Lagu religi "Alamate Anak Soleh" adalah lagu yang viral dan sering dinyanyikan dengan bergembira oleh anak-anak kecil di daerahku. Daerahku memang daerah yang religius, orang tua dan anaknya biasanya memiliki kebiasaan mendengarkan lagu religi yang sama. Sebelum lagu religi ini, murid-muridku juga selalu mendendangkan "Sholawat Busyro" ketika mereka sedang istirahat.
Selalu ada tembang religi yang menjadi hiasan kebersamaan murid-muridku di sekolah. Menurutku pribadi, ketika melihat murid-muridku sedang bergembira mendendangkan lagu-lagu religi kesukaan mereka, murid-muridku ini sedang melakukan hal yang positif. Lirik dari lagu "Alamate Anak Soleh" yang dipopulerkan oleh Neng Umi Laila juga memiliki makna yang amat mendalam. Di dalam cerita saya ini, saya tidak akan menyertakan lirik lagu religi yang masih viral saat ini karena tidak terhubung pada cerita yang mau saya tampilkan.

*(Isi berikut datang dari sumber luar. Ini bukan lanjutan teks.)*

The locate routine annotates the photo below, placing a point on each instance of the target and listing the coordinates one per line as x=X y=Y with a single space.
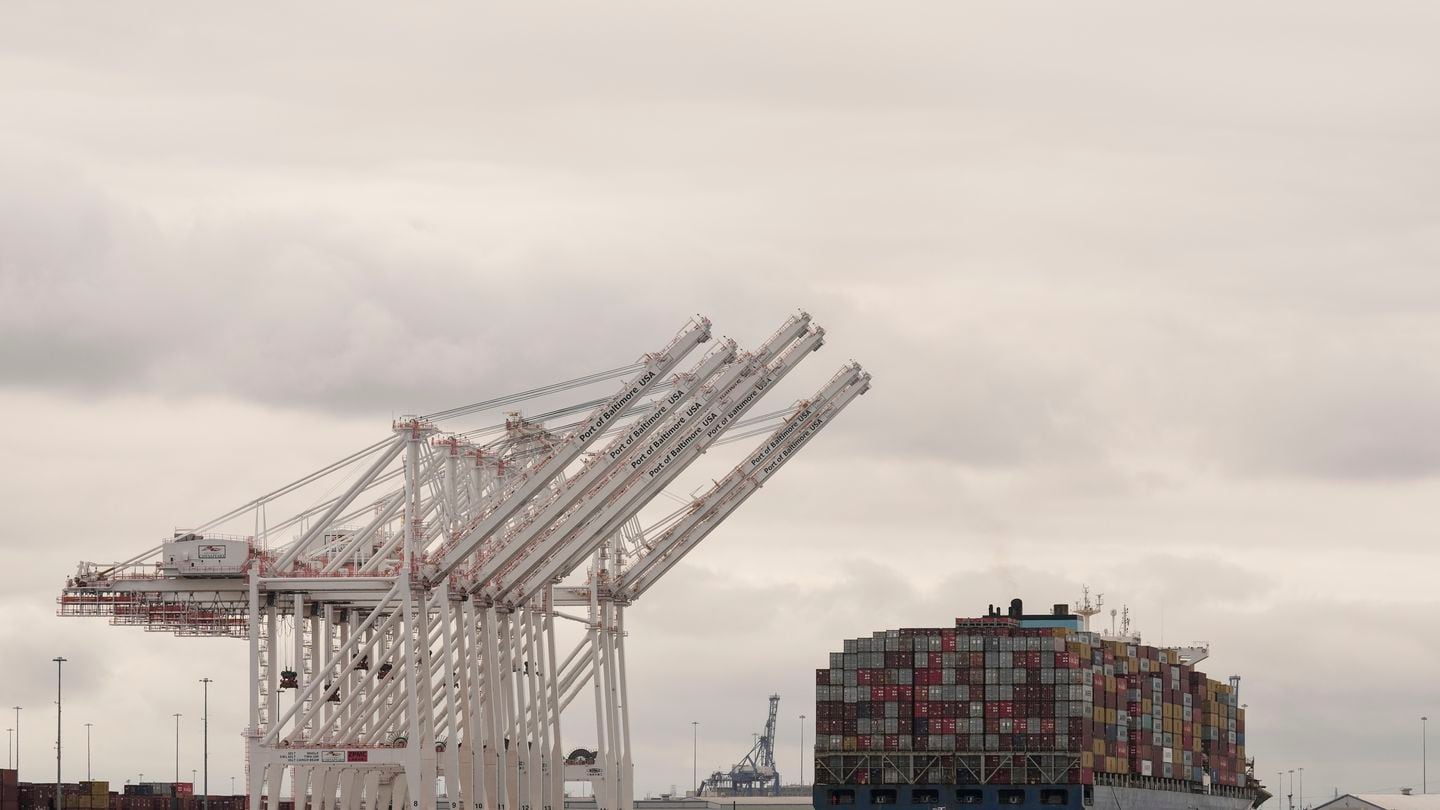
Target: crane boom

Cerita ini bermula ketika saya mendengar seorang murid saya yang menyanyikan lagu "Alamate Anak Soleh" tetapi terdengar dipelesetkan. Saya mendengar murid saya itu menggantinya dengan "Alamate anak sohih....?" Saya merasa penasaran mengapa kata penting dari lagu religi itu diganti. Belum sempat saya tanya kepada ananda peserta didik, saya sudah senyum di kulum. Murid saya memelesetkan kata "Soleh" menjadi "Sohih" karena ada temannya yang mengeluarkan bogem dan mengancam untuk tidak melanjutkan menyanyinya. Kenapa temannya melakukan hal ini? Karena temannya ini anaknya Pak SOLEH.

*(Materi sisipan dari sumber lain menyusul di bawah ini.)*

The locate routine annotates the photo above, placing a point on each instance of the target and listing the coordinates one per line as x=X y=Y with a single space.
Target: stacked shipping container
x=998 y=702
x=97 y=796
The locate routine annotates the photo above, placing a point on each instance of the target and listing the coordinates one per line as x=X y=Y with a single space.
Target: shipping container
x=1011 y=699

Iya, betul sekali. Kultur menjahili teman dengan cara memanggil nama ayahnya masih kental di lingkungan sekolah, mulai masa kecil saya dulu hingga masa sekarang. Saya pun memberi pengertian kepada murid-murid saya bahwa kata Soleh bukanlah kata hinaan.
Kata Soleh adalah kata yang indah dan semua orang beriman berharap mendapat predikat atau titel "Orang Soleh", bahkan bu guru sendiri dan bu guru juga berdoa semoga anak keturunan dan murid-murid bu guru menjadi orang soleh, karena orang soleh boleh masuk surga. Jadi anak pak Soleh harusnya bangga karena ayahnya memiliki nama yang indah dan menyanyikan lagu "Alamate Anak Soleh" akan kehilangan makna kalau diganti dengan "Alamate anak sohih...?"
Terkadang saya masih senyum-senyum sendiri kalau mengingat peristiwa ini. Saya teringat lucunya murid saya yang secara kreatif memelesetkan kata demi keamanan dirinya dari bogem temannya. Mengasuh murid-murid SD yang berusia 9 - 10 tahun bisa menjadi terapi kebahagiaan bagi gurunya.